It consists of an arithmetic unit OP that is activated by CB and COP and performs multiplication and accumulation. In the arithmetic unit OP, the clock CA drives the flip-flop 70-tube FFA, the clock CB drives the flip-flop FFB, and the flip-flop 70-tubes FFA and F
The output from the FB and the clock COP are ANDed to create a control signal in the control section. On the other hand, a control signal from the control unit causes the operand register R to be transferred from the internal data bus DAO.
A75) Obtain the information from the operand register RB from the internal data bus DBO, multiply them by a multiplier, and use the output as the output from the result register that stores the result of the previous multiplication. are added by an adder and newly stored in the result register.

第2図は本発明の一実施例であって、第1図の積和演算
器を格子状に並べ、各行毎のオペランドレジスタRAを
シフトレジスタとして結線し、各列毎のオペランドレジ
スタRBもシフトレジスタとして結線したものである。
FIG. 2 shows an embodiment of the present invention, in which the product-accumulators shown in FIG. 1 are arranged in a grid, the operand registers RA for each row are connected as shift registers, and the operand registers RB for each column are also shifted. It is wired as a resistor.
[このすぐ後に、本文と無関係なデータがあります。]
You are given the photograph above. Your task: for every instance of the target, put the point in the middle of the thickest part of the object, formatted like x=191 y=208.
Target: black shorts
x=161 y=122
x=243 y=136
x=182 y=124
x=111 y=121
従ってクロックCA。Therefore, clock CA.

CBは各行、各列ごとに供給している。またクロックC
opは全積和演算器に共通に供給している。
CB is supplied to each row and each column. Also clock C
op is commonly supplied to all product-sum calculation units.

この動作は、データバスDBよりオペランドが送られて
くると該当する行または列にクロック信号(CAまたは
CB)が出され、データバスの内容が1列目または1行
目のオペランドレジスタこ記憶され、それまで記憶され
ていたオペランドは次段のオペランドレジスタに記憶さ
れ、以下同様にオペランドが移動する。同時に、積和演
算器内の7リツプフロツプFFAまたはFFBがセット
される。必要な行2列にオペランドを送ったあとでクロ
ックCopを出すき、フリップフロップFFA。
In this operation, when an operand is sent from the data bus DB, a clock signal (CA or CB) is output to the corresponding row or column, and the contents of the data bus are stored in the operand register in the first column or row. , the operands stored up to that point are stored in the next-stage operand register, and the operands are moved in the same manner thereafter. At the same time, 7 lip-flops FFA or FFB in the product-sum calculator are set. After sending the operands to the required rows and 2 columns, the clock Cop is sent to the flip-flop FFA.

FFBがともにセットされている積和演算器に限り演算
を行なう。演算終了後フリップフロップFFA、FFB
はリセットされる。この一連の動作を1サイクルとし、
必要なサイクル数分実行することによりマトリクス積が
得られる。
Calculation is performed only in the product-sum calculation unit in which both FFB is set. After the calculation is completed, flip-flops FFA and FFB
will be reset. This series of operations is called one cycle,
A matrix product can be obtained by executing the required number of cycles.

オペランドが送る順序は次のとうりである。オペランド
レジスタRAtxJこはマトリクスAの1行目のn個の
要素とそれにつづくt−1個のゼロを順に送る。オペラ
ンドレジスタRA21にはAの2行目のn個の要素とそ
れにつづくm−1個のゼロを2サイクル目から順に送る
。以下同様にn個の5− 要素とt−1個のゼロを1サイクルずつ遅らせながら送
る。同様にBの各列のn個の要素とm−1個のゼロを1
サイクルずつずらして送る。このようにして全部送り終
わると積がまっている。従って、積をめるに必要なサイ
クル数はn+(m−1)+(t−1)である。
The order in which the operands are sent is as follows. Operand register RAtxJ sequentially sends n elements of the first row of matrix A and t-1 zeros following them. The n elements of the second row of A and the following m-1 zeros are sequentially sent to the operand register RA21 from the second cycle. Thereafter, in the same way, n 5- elements and t-1 zeros are sent with a delay of one cycle. Similarly, n elements and m-1 zeros in each column of B are 1
Send by shifting each cycle. After sending everything in this way, it will be piled up. Therefore, the number of cycles required to calculate the product is n+(m-1)+(t-1).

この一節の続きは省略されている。